Les satellites altimétriques (Topex/Poseidon, Jason-1&2, Envisat) nous indiquent que depuis deux décennies, le niveau de la mer s’est élevé d’environ 3 mm/an en moyenne globale. Cependant, si on estime séparément la hausse de la 1ère et la 2ème de ces deux décennies, on obtient des valeurs assez contrastées, de l’ordre de 3.5 mm/an et 2.4 mm/an respectivement. Ce ralentissement de la hausse de la mer depuis le début des années 2000 a été mis en parallèle avec la ‘pause’ de l’évolution de la température moyenne de la Terre depuis 10-15 ans et a alimenté les débats sur un possible ralentissement du réchauffement climatique global.
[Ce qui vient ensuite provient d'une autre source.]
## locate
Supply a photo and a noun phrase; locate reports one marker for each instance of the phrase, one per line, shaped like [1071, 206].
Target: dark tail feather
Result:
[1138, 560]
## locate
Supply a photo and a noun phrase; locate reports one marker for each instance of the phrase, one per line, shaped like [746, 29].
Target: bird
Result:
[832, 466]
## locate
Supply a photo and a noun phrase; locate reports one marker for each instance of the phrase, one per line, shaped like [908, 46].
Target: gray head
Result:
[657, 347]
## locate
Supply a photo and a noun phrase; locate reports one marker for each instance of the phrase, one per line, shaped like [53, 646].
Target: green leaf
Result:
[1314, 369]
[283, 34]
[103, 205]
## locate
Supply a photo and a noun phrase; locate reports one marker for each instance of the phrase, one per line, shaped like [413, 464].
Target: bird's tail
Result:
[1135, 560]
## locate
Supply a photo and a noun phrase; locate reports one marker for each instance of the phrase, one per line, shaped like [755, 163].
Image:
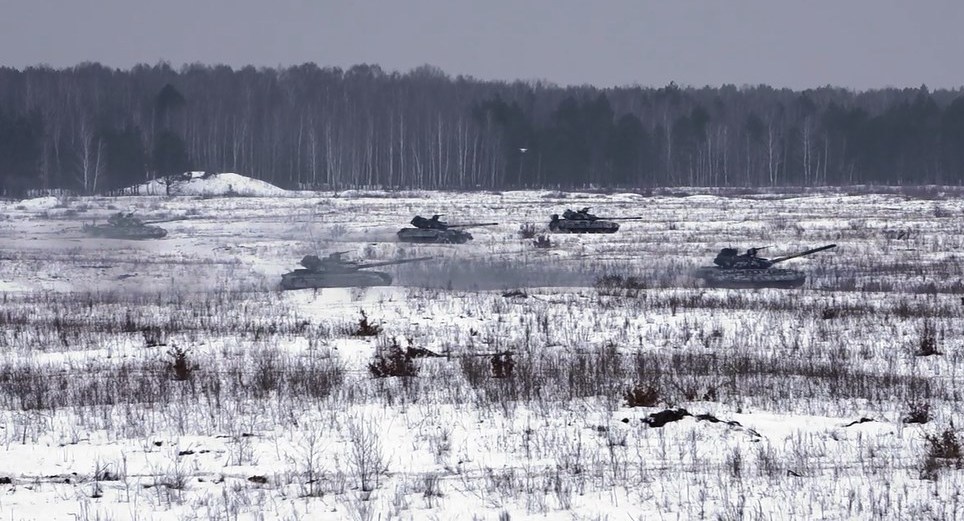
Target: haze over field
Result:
[859, 44]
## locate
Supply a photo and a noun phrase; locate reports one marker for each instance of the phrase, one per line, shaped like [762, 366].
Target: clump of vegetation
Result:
[919, 413]
[642, 396]
[620, 285]
[366, 328]
[502, 365]
[179, 364]
[927, 345]
[943, 451]
[393, 360]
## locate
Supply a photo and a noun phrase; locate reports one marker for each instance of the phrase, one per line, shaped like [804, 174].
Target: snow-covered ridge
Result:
[209, 184]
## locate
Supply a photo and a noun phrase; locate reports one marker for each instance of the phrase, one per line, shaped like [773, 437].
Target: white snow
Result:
[78, 440]
[211, 184]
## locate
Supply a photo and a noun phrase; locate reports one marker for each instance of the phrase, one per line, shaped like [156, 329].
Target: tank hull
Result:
[716, 277]
[432, 236]
[307, 279]
[125, 232]
[577, 226]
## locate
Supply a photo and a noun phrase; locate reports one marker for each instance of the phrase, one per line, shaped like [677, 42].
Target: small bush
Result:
[502, 365]
[366, 328]
[179, 363]
[640, 396]
[919, 413]
[927, 345]
[392, 361]
[619, 285]
[943, 451]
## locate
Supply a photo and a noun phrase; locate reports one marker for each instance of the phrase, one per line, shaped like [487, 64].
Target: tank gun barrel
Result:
[471, 225]
[389, 263]
[801, 254]
[158, 221]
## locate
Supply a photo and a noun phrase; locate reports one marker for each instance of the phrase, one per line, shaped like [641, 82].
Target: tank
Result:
[748, 270]
[126, 226]
[581, 221]
[334, 272]
[434, 231]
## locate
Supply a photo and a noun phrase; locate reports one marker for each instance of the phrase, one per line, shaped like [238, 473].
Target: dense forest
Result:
[93, 129]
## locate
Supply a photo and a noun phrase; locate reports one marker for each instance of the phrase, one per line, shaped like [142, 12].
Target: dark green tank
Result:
[748, 270]
[125, 226]
[434, 231]
[581, 221]
[334, 272]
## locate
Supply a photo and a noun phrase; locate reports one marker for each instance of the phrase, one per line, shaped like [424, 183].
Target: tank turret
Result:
[332, 271]
[435, 231]
[125, 226]
[748, 270]
[581, 221]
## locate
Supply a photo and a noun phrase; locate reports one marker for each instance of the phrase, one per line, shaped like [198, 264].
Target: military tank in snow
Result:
[334, 272]
[434, 231]
[581, 221]
[748, 270]
[126, 226]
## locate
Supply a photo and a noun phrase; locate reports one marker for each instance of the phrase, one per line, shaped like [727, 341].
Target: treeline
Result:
[93, 129]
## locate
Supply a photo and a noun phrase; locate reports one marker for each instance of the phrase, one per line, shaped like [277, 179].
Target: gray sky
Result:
[804, 43]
Dans un article publié fin mars dans Nature Climate Change, une équipe regroupant des chercheurs du LEGOS (Observatoire Midi-Pyrénées), du CNRM (CNRS, Météo-France) et du MIO (Université de Aix-Marseille et Toulon) a montré que les contrastes entre les années 1990 et 2000 résultent essentiellement de la variabilité climatique interne et plus particulièrement de l’impact des évènements ENSO, El Niño et la Nina.

Durant El Nino, on observe un excès de précipitations sur l’océan Pacifique tropical et un déficit de pluie sur les continents des régions tropicales. Ceci crée une augmentation temporaire de la masse de l’océan et donc du niveau de la mer. Le phénomène inverse est observé durant La Nina.

Au cours des années 1990, plusieurs évènements El Nino ont eu lieu, dont l’intense El Nino de 1997-1998, alors que les 10 années qui ont suivi ont été marquées par une succession d’épisode La Nina, induisant des baisses temporaires de la mer. Ces anomalies positives et négatives du niveau moyen global de la mer ont un impact sur la tendance.

Courbes des variations du niveau de la mer et de ces contributions
Courbes des variations du niveau de la mer et de ces contributions une fois que les tendances sur 18 ans ont été supprimées. En noir, Les variations inter-annuelles du niveau de la mer et en bleu les variations du contenu en eau sur les continents estimées à partir du modèle ISBA/TRIP. Aux données de cette courbe bleue ont été ajoutées les variations inter-annuelle de la composante thermostérique (qui traduit l’effet sur le hausse du niveau de la mer du réchauffement océans déduits de mesures in situ) pour aboutir à la courbe rouge.
Crédit : LEGOS, CNRS, MIO

En corrigeant de façon quantitative la variabilité interannuelle liée à ENSO, l’équipe a montré que la hausse de la mer des deux décennies est alors identique, de 3.3 mm/an. Cette étude montre qu’une fois la variabilité climatique interne corrigée, on n’observe pas de ralentissement de la hausse de la mer au cours de la dernière décennie, donc des contributions climatiques (expansion thermique de l’océan, fonte des glaces). Ce résultat est cohérent avec des fortes pertes de masse des glaciers et calottes (notamment de la calotte groenlandaise au cours des dernières années) et suggère de plus une contribution non négligeable du réchauffement de l’océan profond à la hausse récente de la mer. Il semble confirmer enfin qu’il n’y a pas de ‘pause’ du réchauffement global, mais que la variabilité naturelle à court terme peut parfois masquer ses effets.